Older Women Underscreened for Cervical Cancer

JUNE 15, 2017
Ryan Marotta, Assistant Editor
Although current guidelines indicate that women at average risk do not need to be screened for cervical cancer after age 65, the results of a recent study suggest that women up to age 85 can benefit from these screenings.

The study, published in the American Journal of Preventive Medicine, evaluated data on cervical cancer rates and the use of screening tests among women 65 years and older from the 2013 and 2015 National Health Interview Survey. The research team found that, after correcting for hysterectomy, incidence rates of cervical cancer among the participants increased up to age 70 and did not start declining until age 85. The study authors also noted that one-fifth of cervical cancer cases and one-third of cervical cancer deaths in 2013 occurred among women 65 years and older.

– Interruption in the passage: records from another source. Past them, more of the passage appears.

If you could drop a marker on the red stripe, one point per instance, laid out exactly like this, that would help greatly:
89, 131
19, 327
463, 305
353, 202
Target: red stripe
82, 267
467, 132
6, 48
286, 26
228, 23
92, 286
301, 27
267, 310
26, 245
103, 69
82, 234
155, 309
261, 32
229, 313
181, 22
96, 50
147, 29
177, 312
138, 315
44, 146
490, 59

Additionally, the researchers discovered that while only 12% of women in their 40s had not been recently screened for cervical cancer, that percentage progressively increased as women approached their 50s and 60s and that nearly 850,000 women aged 61-65 years had not been screened within the previous 5 years.

“In the short term, efforts could be undertaken to clarify misperceptions about the risk of cervical cancer among older women and providers,” said lead author Mary C. White, ScD, in a press release. “Messages about a ‘stopping age’ need to emphasize the recommendation for an adequate screening history of previous negative tests before screening is discontinued, not just chronologic age.”